Godard-Truffaut, um diese Freundschaft geht es also. Diese beiden Portalfiguren der Nouvelle Vague teilten Manuskripte und Arbeitsprozesse, schrieben in den Cahiers du Cinéma Lobhymnen übereinander, zitierten ihre Filme gegenseitig. Sie teilten auch einige Schauspieler. Vor allem Léaud wurde zunehmend von beiden eingesetzt. Als Bindeglied zwischen ihnen zunächst und dann als Zerrissener, der von beiden in komplett andere Richtungen gezerrt wurde, als Godard sich zunehmend politisierte und irgendwann nach 1968 konsequenterweise das Kino ganz verdammte. Léaud, der Sohn der Nouvelle Vague, mit ihr groß geworden, innerlich zerteilt. So die These des Filmes.
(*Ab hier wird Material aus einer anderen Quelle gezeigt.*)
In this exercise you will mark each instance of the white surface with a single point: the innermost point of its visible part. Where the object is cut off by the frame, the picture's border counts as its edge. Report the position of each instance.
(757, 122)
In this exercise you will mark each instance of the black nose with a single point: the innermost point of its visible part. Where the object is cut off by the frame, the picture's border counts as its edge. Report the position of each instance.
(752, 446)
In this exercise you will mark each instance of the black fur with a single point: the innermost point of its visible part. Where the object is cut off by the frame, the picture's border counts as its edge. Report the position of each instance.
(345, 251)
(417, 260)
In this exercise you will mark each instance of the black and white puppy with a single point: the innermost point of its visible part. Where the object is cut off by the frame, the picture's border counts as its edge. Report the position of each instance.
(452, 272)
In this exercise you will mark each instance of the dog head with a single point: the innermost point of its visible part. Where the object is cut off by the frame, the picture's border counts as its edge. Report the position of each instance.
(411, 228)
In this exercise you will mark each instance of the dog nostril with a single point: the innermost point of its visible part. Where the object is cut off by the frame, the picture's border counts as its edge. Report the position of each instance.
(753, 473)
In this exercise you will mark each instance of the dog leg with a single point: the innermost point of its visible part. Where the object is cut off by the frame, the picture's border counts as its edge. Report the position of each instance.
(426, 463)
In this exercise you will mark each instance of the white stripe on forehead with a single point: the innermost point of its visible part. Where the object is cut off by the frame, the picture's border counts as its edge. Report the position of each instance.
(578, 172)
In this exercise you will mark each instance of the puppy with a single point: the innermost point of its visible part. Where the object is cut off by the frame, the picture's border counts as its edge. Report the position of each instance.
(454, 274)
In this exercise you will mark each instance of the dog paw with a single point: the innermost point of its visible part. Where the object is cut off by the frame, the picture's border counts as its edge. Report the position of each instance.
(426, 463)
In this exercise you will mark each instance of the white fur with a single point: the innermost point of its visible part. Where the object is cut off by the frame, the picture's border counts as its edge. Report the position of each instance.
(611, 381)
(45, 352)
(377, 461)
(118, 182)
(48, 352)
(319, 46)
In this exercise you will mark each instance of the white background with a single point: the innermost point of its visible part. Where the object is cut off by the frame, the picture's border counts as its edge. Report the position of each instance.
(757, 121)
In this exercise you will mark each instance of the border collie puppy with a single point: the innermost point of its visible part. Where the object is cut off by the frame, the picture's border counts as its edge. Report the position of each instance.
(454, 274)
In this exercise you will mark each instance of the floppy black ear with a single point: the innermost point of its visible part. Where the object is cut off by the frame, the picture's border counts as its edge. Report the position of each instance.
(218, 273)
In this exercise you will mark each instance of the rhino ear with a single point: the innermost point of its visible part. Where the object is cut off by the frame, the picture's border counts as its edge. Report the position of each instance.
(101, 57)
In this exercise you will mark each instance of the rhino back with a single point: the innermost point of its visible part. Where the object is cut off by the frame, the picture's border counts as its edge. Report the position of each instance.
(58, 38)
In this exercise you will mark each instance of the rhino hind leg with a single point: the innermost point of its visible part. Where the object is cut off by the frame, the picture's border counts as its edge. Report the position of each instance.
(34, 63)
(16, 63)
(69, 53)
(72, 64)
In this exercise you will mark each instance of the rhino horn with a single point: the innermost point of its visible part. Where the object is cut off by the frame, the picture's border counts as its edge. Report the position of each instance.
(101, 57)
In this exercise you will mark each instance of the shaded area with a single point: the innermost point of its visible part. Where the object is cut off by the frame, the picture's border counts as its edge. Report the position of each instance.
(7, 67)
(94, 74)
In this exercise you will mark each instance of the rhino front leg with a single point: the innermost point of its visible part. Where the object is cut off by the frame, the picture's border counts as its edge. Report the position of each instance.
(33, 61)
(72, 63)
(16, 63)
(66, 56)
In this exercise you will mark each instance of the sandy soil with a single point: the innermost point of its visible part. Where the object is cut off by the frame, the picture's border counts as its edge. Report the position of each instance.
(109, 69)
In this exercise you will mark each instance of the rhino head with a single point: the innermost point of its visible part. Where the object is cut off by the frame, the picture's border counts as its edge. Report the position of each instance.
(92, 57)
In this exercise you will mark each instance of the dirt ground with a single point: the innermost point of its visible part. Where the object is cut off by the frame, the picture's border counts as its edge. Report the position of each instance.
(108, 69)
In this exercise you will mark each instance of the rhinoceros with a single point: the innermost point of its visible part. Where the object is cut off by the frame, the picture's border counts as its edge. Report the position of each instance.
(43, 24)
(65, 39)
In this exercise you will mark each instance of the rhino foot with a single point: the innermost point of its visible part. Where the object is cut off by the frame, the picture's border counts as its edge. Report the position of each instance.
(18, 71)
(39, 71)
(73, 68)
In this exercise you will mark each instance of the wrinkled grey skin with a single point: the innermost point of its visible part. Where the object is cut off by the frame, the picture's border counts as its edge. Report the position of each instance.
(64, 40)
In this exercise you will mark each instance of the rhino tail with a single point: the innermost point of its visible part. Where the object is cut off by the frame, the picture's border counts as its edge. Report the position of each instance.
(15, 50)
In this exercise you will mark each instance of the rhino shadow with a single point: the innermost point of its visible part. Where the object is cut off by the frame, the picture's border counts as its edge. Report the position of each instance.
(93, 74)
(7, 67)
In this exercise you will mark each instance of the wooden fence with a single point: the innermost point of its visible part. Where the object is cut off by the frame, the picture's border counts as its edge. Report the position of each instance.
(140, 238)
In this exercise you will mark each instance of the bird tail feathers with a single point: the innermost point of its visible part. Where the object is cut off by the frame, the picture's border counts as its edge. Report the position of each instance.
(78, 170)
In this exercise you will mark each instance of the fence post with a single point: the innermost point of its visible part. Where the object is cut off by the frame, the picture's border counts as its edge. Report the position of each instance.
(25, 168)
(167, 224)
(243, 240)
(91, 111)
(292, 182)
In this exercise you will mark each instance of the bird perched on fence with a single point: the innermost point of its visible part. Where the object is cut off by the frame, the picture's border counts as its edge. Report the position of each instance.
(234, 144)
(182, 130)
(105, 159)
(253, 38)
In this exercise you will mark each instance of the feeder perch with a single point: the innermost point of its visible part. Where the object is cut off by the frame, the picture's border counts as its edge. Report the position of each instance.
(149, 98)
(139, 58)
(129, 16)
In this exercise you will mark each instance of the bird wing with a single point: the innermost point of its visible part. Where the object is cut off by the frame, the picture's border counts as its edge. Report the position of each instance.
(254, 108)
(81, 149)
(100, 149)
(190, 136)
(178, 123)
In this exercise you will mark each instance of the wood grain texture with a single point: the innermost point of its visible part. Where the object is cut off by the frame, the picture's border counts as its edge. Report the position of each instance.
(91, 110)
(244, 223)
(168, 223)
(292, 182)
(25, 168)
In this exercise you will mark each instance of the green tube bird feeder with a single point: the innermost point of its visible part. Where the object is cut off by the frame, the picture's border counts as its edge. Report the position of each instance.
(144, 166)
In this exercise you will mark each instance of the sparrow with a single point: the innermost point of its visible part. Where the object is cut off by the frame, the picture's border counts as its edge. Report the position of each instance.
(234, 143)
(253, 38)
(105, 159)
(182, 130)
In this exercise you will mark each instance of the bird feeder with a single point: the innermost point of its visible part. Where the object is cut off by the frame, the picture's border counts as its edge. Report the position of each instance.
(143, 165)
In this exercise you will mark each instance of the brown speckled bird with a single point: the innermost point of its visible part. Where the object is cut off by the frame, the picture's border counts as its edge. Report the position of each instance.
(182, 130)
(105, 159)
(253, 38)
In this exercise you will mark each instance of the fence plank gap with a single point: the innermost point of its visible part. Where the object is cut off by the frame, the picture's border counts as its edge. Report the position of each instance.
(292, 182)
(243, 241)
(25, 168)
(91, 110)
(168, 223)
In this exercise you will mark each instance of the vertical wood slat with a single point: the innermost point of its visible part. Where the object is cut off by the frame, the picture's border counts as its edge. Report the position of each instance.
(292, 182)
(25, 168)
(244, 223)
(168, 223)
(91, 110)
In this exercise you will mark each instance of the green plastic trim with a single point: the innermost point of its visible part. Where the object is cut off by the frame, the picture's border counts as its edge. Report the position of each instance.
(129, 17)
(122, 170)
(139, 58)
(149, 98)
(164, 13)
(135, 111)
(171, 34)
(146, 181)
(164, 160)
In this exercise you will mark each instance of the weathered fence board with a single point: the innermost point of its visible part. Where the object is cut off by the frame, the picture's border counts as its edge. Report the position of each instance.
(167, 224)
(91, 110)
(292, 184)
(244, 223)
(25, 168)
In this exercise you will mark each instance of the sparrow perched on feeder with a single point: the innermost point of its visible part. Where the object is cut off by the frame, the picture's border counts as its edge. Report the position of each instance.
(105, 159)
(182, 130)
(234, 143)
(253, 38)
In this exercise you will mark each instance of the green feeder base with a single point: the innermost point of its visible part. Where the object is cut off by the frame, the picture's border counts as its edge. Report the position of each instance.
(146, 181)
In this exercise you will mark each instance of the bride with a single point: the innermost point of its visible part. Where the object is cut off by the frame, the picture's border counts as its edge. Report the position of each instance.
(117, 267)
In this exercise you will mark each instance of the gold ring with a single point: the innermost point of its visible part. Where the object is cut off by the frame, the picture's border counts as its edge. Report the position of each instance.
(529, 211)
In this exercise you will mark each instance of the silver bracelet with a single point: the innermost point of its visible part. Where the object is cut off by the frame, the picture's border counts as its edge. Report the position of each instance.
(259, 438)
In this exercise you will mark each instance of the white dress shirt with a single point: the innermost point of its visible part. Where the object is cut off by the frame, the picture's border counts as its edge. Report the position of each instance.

Nachvollziehbar ist das allemal. Und doch bleibt es Behauptung. Emmanuel Laurent findet keinen eigenständigen Umgang mit den unendlich vielen Archivbildern. Die Stärke des Filmes, das historisch wertvolle Material, wird so auch zu seinem größten Problem. Der Kommentar zu den rasch wechselnden Film- und Fotobildern wird zu einer Tour de Force durch die Nouvelle-Vague-Geschichte. Eine Lehrstunde, aber als künstlerischer Dokuemtarfilm enttäuschend.
Originaltitel: DEUX DE LA VAGUE
F 2010, 91 min
Verleih: Barnsteiner
Genre: Dokumentation, Biographie
Regie: Emmanuel Laurent
Kinostart: 28.04.11
[ Lars Meyer ] Im Zweifelsfall mag Lars lieber alte Filme. Seine persönlichen Klassiker: Filme von Jean-Luc Godard, Francois Truffaut, Woody Allen, Billy Wilder, Buster Keaton, Sergio Leone und diverse Western. Und zu den „Neuen“ gehören Filme von Kim Ki-Duk, Paul Thomas Anderson, Laurent Cantet, Ulrich Seidl, überhaupt Österreichisches und Skandinavisches, außerdem Dokfilme, die mit Bildern arbeiten statt mit Kommentaren. Filme zwischen den Genres. Und ganz viel mehr ...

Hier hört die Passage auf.